SKILLC: Learning Autonomous Skill Internalization in LLM Agents via Contrastive Credit Assignment
SKILLC: 通过对比信用分配学习LLM智能体的自主技能内化
Hongxiang Lin, Zhirui Kuai, Erpeng Xue, Lei Wang
AI总结 提出SkillC框架,基于对比技能信用分配(CSCA)将技能帮助性对比转化为直接学习信号,实现LLM智能体的自主技能内化,在ALFWorld和WebShop上分别超越最强基线5.5%和4.4%。
详情
结构化技能提示改善了长周期智能体强化学习(RL)中的探索。技能增强型RL方法在推理时保留外部技能,而技能内化型RL方法在训练期间撤回技能以实现自主性能。然而,现有的内化方法仅使用技能帮助性对比进行课程控制,策略更新保持不变,无法区分技能依赖和自主成功。我们提出SkillC,一种基于对比技能信用分配(CSCA)的框架,将该对比转化为内化的直接学习信号。SkillC在同一策略更新中,为来自活跃技能类型的任务采样配对的技能注入和无技能轨迹,并通过双流优势估计器将它们的任务级对比注入优化,该估计器在保持全局排名的同时,对无技能成功施加单边校正。平滑的验证级信号进一步驱动自适应课程,包括归因强度、轨迹分配和单调活跃集剪枝。在ALFWorld和WebShop上的实验表明,在无运行时技能访问的情况下,SkillC分别超过最强先验技能内化RL基线5.5%和4.4%,同时与技能增强型RL方法保持竞争力。

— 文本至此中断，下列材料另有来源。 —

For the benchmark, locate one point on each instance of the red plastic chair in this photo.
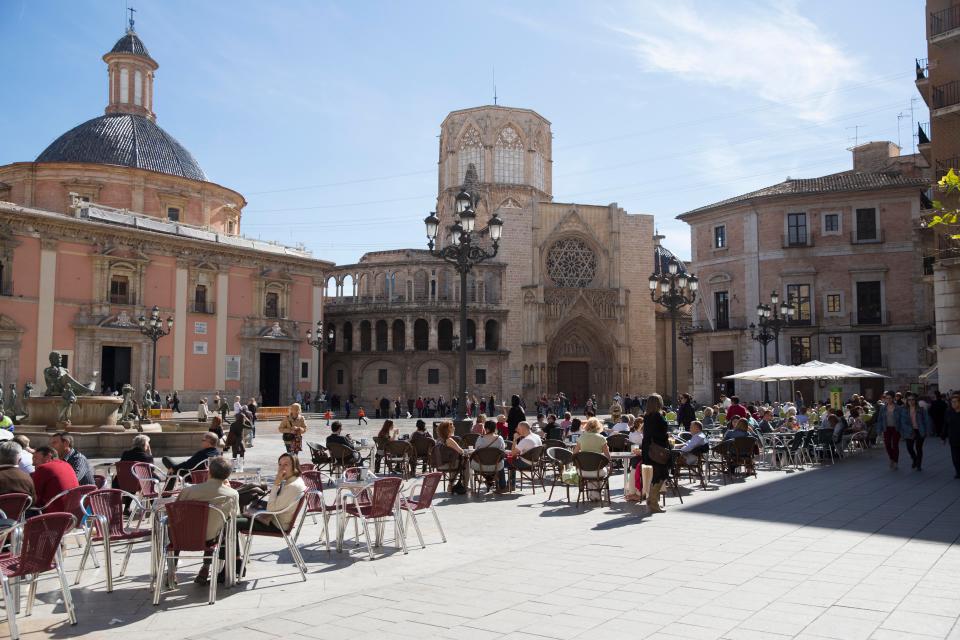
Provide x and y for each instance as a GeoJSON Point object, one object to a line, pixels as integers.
{"type": "Point", "coordinates": [428, 485]}
{"type": "Point", "coordinates": [39, 553]}
{"type": "Point", "coordinates": [384, 503]}
{"type": "Point", "coordinates": [14, 506]}
{"type": "Point", "coordinates": [280, 532]}
{"type": "Point", "coordinates": [186, 527]}
{"type": "Point", "coordinates": [105, 524]}
{"type": "Point", "coordinates": [316, 504]}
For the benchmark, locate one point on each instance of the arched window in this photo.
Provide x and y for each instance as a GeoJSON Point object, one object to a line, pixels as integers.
{"type": "Point", "coordinates": [445, 335]}
{"type": "Point", "coordinates": [137, 88]}
{"type": "Point", "coordinates": [124, 85]}
{"type": "Point", "coordinates": [365, 335]}
{"type": "Point", "coordinates": [381, 335]}
{"type": "Point", "coordinates": [331, 338]}
{"type": "Point", "coordinates": [491, 335]}
{"type": "Point", "coordinates": [508, 157]}
{"type": "Point", "coordinates": [399, 337]}
{"type": "Point", "coordinates": [471, 335]}
{"type": "Point", "coordinates": [421, 335]}
{"type": "Point", "coordinates": [470, 152]}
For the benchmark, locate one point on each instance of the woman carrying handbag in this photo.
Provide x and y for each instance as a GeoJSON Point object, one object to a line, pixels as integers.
{"type": "Point", "coordinates": [655, 450]}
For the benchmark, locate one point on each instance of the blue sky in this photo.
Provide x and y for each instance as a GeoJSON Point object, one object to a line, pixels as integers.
{"type": "Point", "coordinates": [325, 115]}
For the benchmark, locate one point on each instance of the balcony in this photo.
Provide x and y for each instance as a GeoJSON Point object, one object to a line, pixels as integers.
{"type": "Point", "coordinates": [945, 24]}
{"type": "Point", "coordinates": [797, 241]}
{"type": "Point", "coordinates": [198, 306]}
{"type": "Point", "coordinates": [945, 99]}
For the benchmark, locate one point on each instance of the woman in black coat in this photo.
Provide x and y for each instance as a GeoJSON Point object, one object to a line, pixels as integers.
{"type": "Point", "coordinates": [655, 431]}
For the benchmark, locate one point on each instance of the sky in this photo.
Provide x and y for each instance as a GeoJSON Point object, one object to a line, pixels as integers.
{"type": "Point", "coordinates": [326, 115]}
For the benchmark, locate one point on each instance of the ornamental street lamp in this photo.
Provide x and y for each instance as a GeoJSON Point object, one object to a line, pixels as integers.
{"type": "Point", "coordinates": [152, 327]}
{"type": "Point", "coordinates": [771, 319]}
{"type": "Point", "coordinates": [463, 253]}
{"type": "Point", "coordinates": [673, 291]}
{"type": "Point", "coordinates": [319, 343]}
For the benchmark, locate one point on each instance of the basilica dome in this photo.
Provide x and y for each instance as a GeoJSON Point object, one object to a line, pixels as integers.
{"type": "Point", "coordinates": [127, 140]}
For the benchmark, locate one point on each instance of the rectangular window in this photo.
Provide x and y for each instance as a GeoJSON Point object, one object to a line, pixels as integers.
{"type": "Point", "coordinates": [834, 345]}
{"type": "Point", "coordinates": [796, 229]}
{"type": "Point", "coordinates": [721, 303]}
{"type": "Point", "coordinates": [833, 303]}
{"type": "Point", "coordinates": [869, 303]}
{"type": "Point", "coordinates": [799, 349]}
{"type": "Point", "coordinates": [720, 237]}
{"type": "Point", "coordinates": [798, 297]}
{"type": "Point", "coordinates": [119, 290]}
{"type": "Point", "coordinates": [867, 225]}
{"type": "Point", "coordinates": [870, 351]}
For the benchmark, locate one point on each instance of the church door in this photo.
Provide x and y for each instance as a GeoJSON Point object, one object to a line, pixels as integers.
{"type": "Point", "coordinates": [573, 379]}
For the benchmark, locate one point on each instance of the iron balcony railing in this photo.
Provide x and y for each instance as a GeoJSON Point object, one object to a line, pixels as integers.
{"type": "Point", "coordinates": [946, 95]}
{"type": "Point", "coordinates": [944, 20]}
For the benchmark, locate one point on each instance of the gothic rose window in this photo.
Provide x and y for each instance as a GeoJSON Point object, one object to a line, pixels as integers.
{"type": "Point", "coordinates": [571, 263]}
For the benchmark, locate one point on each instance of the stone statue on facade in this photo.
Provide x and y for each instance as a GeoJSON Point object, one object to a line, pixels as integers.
{"type": "Point", "coordinates": [66, 408]}
{"type": "Point", "coordinates": [58, 379]}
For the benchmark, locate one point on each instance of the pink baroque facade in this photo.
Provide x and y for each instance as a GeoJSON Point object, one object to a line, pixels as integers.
{"type": "Point", "coordinates": [843, 250]}
{"type": "Point", "coordinates": [114, 217]}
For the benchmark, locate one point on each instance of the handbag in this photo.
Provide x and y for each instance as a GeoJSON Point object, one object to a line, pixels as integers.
{"type": "Point", "coordinates": [660, 455]}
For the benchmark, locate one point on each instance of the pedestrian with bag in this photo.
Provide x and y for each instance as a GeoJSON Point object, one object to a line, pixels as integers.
{"type": "Point", "coordinates": [655, 449]}
{"type": "Point", "coordinates": [293, 426]}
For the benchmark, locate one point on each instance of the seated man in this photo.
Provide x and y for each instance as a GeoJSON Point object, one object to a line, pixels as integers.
{"type": "Point", "coordinates": [210, 449]}
{"type": "Point", "coordinates": [336, 437]}
{"type": "Point", "coordinates": [218, 492]}
{"type": "Point", "coordinates": [62, 443]}
{"type": "Point", "coordinates": [51, 476]}
{"type": "Point", "coordinates": [696, 443]}
{"type": "Point", "coordinates": [525, 440]}
{"type": "Point", "coordinates": [12, 479]}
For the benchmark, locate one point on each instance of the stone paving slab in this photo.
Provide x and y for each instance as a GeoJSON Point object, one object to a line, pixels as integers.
{"type": "Point", "coordinates": [851, 550]}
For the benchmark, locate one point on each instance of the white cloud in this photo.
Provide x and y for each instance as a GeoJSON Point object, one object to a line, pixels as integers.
{"type": "Point", "coordinates": [770, 51]}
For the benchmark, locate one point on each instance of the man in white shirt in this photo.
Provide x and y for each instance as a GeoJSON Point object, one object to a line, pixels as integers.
{"type": "Point", "coordinates": [525, 440]}
{"type": "Point", "coordinates": [697, 440]}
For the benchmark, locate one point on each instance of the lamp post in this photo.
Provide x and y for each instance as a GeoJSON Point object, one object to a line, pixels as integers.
{"type": "Point", "coordinates": [319, 343]}
{"type": "Point", "coordinates": [153, 328]}
{"type": "Point", "coordinates": [771, 319]}
{"type": "Point", "coordinates": [463, 253]}
{"type": "Point", "coordinates": [673, 291]}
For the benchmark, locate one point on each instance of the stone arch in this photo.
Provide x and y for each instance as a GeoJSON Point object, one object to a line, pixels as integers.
{"type": "Point", "coordinates": [421, 335]}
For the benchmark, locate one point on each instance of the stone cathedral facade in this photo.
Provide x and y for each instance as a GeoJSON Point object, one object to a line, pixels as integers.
{"type": "Point", "coordinates": [565, 306]}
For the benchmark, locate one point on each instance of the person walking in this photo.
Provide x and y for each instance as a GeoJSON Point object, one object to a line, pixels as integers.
{"type": "Point", "coordinates": [919, 427]}
{"type": "Point", "coordinates": [891, 422]}
{"type": "Point", "coordinates": [655, 442]}
{"type": "Point", "coordinates": [951, 427]}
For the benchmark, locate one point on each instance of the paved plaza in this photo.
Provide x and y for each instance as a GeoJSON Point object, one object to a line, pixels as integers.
{"type": "Point", "coordinates": [846, 551]}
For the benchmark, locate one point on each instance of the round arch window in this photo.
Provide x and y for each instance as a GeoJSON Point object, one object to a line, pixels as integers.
{"type": "Point", "coordinates": [571, 263]}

Structured skill prompts improve exploration in long-horizon agentic reinforcement learning (RL). Skill-augmented RL methods retain external skills at inference, while skill-internalization RL methods withdraw them during training to enable autonomous performance. However, existing internalization approaches only use skill-helpfulness contrast for curriculum control, leaving the policy update unchanged and unable to distinguish skill-dependent from autonomous success. We propose SkillC, a framework based on Contrastive Skill Credit Assignment (CSCA) that converts this contrast into a direct learning signal for internalization. \textsc{SkillC} samples paired skill-injected and skill-free rollouts for tasks from active skill types within the same policy update, and injects their task-level contrast into optimization via a dual-stream advantage estimator that preserves global ranking while applying a one-sided correction toward skill-free success. A smoothed validation-level signal further drives an adaptive curriculum over attribution strength, rollout allocation, and monotonic active-set pruning. Experiments on ALFWorld and WebShop show that, without runtime skill access, SkillC surpasses the strongest prior skill-internalization RL baseline by 5.5\% and 4.4\%, respectively, while remaining competitive with skill-augmented RL methods.